CardiostarUSA1 responded:

"....and had some issues with low blood pressure a few years ago. I went through a full panel of testing for heart problems, and everything checked out okay."

Things may/can change at any time, even in a split-second.

"What's the deal? Can that heart rate of 42 possibly be right?"

It may/could be.

In general-only here, during vigorous exercise/physical activity, one's heart/pulse rate and blood pressure (BP) should rise accordingly, though in some, heart rate and/or blood pressure may drop, which may/can be indicative of a problem, thus requiring a thorough investigation by a qualified doctor or doctors.
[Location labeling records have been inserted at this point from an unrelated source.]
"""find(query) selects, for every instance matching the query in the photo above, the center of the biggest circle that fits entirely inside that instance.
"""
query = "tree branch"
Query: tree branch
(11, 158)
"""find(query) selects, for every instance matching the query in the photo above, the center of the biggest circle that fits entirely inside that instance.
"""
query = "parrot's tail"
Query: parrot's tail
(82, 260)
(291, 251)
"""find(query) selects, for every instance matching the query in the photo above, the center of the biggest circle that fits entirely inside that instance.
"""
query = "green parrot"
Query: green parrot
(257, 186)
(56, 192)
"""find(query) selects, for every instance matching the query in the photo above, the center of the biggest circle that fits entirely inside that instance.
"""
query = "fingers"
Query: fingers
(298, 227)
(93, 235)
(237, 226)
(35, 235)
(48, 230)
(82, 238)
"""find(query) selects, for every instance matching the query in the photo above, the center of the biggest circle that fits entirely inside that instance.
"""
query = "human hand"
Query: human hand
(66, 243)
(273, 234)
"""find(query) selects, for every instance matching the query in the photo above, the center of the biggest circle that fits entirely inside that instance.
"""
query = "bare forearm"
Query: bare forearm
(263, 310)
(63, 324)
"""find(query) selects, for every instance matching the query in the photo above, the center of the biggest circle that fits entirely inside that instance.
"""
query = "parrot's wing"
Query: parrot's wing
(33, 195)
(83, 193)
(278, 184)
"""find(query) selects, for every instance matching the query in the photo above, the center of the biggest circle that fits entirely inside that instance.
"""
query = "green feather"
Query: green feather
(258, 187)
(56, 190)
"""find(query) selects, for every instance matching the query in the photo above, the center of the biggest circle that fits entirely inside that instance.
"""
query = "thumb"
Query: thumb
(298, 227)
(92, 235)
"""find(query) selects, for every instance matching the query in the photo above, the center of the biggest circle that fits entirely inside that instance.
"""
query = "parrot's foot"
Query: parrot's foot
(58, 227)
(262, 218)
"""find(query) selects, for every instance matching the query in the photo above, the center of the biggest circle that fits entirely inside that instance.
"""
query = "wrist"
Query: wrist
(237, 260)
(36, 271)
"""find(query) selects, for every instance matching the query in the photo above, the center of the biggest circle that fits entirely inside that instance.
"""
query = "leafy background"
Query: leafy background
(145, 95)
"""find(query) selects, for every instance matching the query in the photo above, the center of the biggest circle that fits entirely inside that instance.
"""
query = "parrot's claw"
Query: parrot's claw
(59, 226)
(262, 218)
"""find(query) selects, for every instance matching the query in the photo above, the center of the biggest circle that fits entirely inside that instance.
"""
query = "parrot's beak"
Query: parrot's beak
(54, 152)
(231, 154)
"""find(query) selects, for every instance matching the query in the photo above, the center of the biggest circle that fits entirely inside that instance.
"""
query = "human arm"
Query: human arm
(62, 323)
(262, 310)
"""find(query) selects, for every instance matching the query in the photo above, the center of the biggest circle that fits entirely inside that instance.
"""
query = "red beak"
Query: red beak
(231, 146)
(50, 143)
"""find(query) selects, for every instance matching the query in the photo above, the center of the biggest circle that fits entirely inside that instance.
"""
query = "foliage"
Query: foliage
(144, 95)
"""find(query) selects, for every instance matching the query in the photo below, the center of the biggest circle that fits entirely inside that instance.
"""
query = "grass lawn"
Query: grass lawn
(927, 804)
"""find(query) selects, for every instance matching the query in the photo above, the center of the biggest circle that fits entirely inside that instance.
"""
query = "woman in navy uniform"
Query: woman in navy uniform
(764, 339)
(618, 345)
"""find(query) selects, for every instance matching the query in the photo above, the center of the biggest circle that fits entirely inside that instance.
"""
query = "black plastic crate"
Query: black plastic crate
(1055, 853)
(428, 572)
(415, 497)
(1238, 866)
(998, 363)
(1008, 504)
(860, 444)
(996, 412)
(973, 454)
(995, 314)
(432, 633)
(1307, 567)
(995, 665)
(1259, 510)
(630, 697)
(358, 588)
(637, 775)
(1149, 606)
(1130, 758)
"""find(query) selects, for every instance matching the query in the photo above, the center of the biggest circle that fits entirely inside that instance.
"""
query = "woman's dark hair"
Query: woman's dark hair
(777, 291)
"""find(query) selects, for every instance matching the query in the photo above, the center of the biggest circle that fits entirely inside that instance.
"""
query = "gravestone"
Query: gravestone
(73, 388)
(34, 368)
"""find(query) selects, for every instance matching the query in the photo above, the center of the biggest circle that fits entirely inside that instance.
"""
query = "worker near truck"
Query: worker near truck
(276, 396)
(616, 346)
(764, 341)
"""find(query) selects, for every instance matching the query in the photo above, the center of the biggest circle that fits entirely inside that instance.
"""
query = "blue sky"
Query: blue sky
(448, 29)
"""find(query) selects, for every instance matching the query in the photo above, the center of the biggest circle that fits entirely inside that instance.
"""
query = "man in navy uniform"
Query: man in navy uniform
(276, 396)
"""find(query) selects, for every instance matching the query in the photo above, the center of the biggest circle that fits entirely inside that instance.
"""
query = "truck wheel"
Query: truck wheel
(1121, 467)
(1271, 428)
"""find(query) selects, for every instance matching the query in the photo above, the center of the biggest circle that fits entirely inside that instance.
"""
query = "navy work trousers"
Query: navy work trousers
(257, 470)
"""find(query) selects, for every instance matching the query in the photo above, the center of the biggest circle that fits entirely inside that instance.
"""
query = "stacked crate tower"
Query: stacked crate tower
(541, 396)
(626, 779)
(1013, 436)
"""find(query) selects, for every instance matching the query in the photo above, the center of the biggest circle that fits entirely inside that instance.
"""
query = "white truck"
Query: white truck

As reported, causes of a drop in heart/pulse and/or blood pressure during vigorous exercise (exercise-induced decrease) includes, but is not limited to, problems in the coronary arteries (e.g., atherosclerosis, arteriosclerosis), the heart muscle/myocardium (e.g., damage or dysfunction), and the heart valves (e.g., regurgitation/leakage or stenosis/narrowing).

Normal resting range heart/pulse rate is 60-100 beats per minute (BPM). Average resting heart/pulse rate in men is 72-78 BPM and in women is 78-84 BPM. Under 60 BPM is bradycardia (slow heartbeat). Bradycardia may/can cause various symptoms such as lightheadedness or dizziness, confusion, weakness, or syncope (includes passing out and fainting).

be proactive in your health care and treatment. Most important, communicate/interact well with your doctors. Best of luck down the road of life.